La relecture histologique experte est indispensable devant toute polypose digestive.
Les polyposes juvéniles liées au gène SMAD4 sont les plus graves, avec des lésions gastriques dont les complications sont pressantes, avec des lésions vasculaires associées (malformations de type Rendu-Osler, plus rarement mais gravement des malformations aortiques) qu’il convient de dépister systématiquement. Le risque néoplasique digestif est important, justifiant une surveillance endoscopique digestive rapprochée de l’adulte.
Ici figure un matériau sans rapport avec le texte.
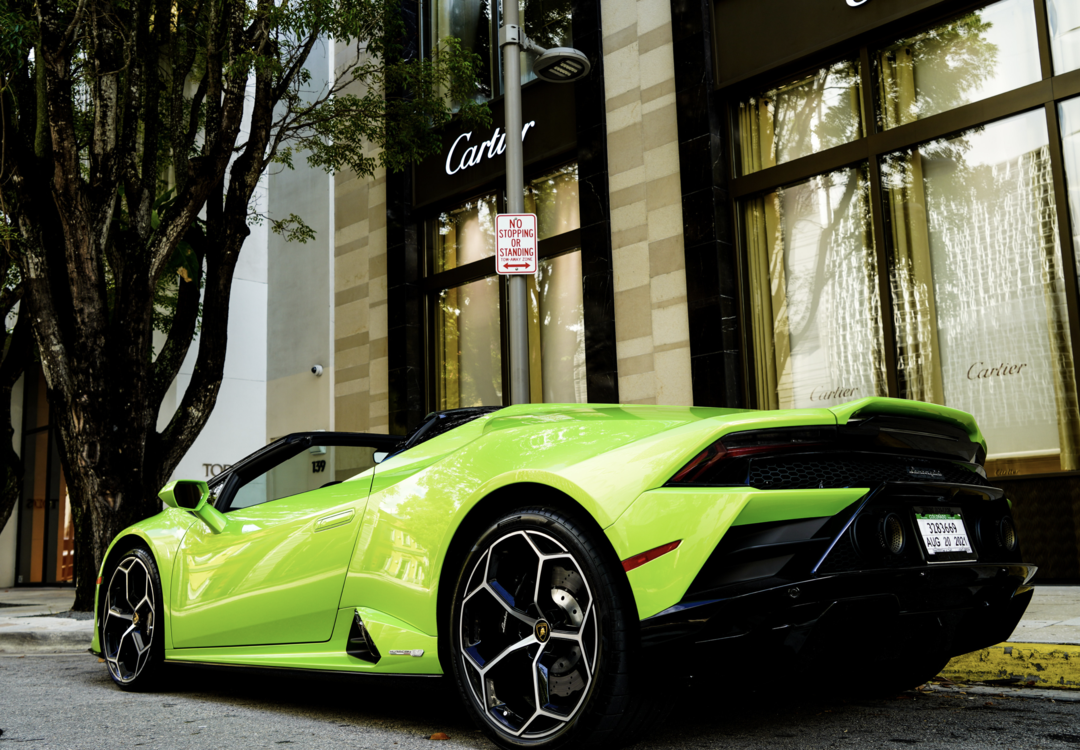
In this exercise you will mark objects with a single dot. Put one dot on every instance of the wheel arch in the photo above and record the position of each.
(500, 501)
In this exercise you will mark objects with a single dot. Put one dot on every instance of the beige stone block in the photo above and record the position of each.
(350, 233)
(637, 387)
(658, 37)
(379, 407)
(379, 376)
(631, 266)
(633, 347)
(621, 101)
(625, 179)
(629, 116)
(377, 238)
(634, 193)
(659, 128)
(670, 324)
(376, 263)
(617, 14)
(628, 216)
(620, 39)
(662, 192)
(377, 290)
(667, 286)
(624, 149)
(351, 319)
(350, 270)
(660, 162)
(652, 14)
(666, 255)
(629, 237)
(621, 71)
(656, 66)
(351, 358)
(377, 321)
(377, 196)
(350, 413)
(350, 387)
(663, 91)
(674, 383)
(635, 365)
(633, 313)
(665, 222)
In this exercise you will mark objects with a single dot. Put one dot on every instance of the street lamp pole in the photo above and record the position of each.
(558, 65)
(511, 39)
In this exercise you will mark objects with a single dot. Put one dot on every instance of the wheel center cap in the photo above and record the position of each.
(542, 631)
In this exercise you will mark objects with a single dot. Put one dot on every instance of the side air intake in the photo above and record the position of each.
(361, 644)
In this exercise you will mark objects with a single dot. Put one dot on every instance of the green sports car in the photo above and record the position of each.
(563, 561)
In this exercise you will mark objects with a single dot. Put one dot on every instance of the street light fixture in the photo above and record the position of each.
(559, 65)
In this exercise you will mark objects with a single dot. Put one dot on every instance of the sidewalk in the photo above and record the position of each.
(1044, 650)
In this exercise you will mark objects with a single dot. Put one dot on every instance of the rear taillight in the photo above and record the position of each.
(750, 444)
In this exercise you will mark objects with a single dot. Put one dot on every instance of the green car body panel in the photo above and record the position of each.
(275, 588)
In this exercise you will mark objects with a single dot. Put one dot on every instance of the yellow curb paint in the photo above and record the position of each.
(1047, 665)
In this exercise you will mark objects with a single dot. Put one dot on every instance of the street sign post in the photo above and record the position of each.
(515, 243)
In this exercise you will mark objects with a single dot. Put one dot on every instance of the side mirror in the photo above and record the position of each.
(191, 495)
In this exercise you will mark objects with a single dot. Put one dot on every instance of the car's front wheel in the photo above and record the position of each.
(131, 632)
(542, 637)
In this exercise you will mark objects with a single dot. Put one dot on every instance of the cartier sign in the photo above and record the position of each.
(462, 155)
(474, 160)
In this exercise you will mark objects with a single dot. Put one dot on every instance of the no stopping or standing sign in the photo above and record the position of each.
(515, 243)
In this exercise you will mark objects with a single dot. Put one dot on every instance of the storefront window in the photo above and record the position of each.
(476, 24)
(813, 293)
(979, 55)
(1069, 117)
(1064, 17)
(469, 346)
(800, 118)
(469, 355)
(466, 235)
(977, 290)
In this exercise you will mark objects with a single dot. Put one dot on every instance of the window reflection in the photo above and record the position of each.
(979, 55)
(813, 293)
(469, 346)
(979, 293)
(800, 118)
(1064, 22)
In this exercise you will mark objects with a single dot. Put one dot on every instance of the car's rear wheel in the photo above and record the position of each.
(131, 631)
(543, 637)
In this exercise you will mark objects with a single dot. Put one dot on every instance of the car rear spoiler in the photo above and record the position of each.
(905, 407)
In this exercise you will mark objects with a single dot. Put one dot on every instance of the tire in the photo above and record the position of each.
(543, 635)
(132, 631)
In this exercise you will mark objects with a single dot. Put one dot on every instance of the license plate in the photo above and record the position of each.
(943, 533)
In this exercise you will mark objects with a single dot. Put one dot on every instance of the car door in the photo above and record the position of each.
(274, 574)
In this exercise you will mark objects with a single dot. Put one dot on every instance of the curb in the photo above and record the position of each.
(1037, 665)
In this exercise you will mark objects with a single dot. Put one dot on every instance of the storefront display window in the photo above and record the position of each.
(1064, 18)
(468, 326)
(476, 24)
(814, 305)
(979, 292)
(800, 118)
(970, 58)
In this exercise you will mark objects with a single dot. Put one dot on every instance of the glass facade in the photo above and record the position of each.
(468, 342)
(941, 270)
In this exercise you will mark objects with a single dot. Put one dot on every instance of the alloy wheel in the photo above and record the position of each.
(528, 634)
(130, 619)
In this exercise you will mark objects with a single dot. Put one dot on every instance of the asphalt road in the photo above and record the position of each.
(69, 701)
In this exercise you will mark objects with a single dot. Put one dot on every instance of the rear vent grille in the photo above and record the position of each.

Sous l’éclairage de la génétique moléculaire constitutionnelle, la connaissance du syndrome hétérogène des polyposes juvéniles, de son histoire naturelle, de ses relations génotype-phénotype et de ses complications doit désormais bénéficier de l’enregistrement des diverses formes cliniques des cas index, et du dépistage prospectif des plus jeunes personnes apparentées qui auront été prouvées porteuses des mutations familiales des gènes SMAD4 ou BMPR1A. Les recommandations médicales de prise en charge vont donc évoluer au cours de ce processus prospectif, notamment en France avec l’aide des réseaux régionaux de soutien aux suivis médicaux de personnes prédisposées, mis en place et déployé au niveau national.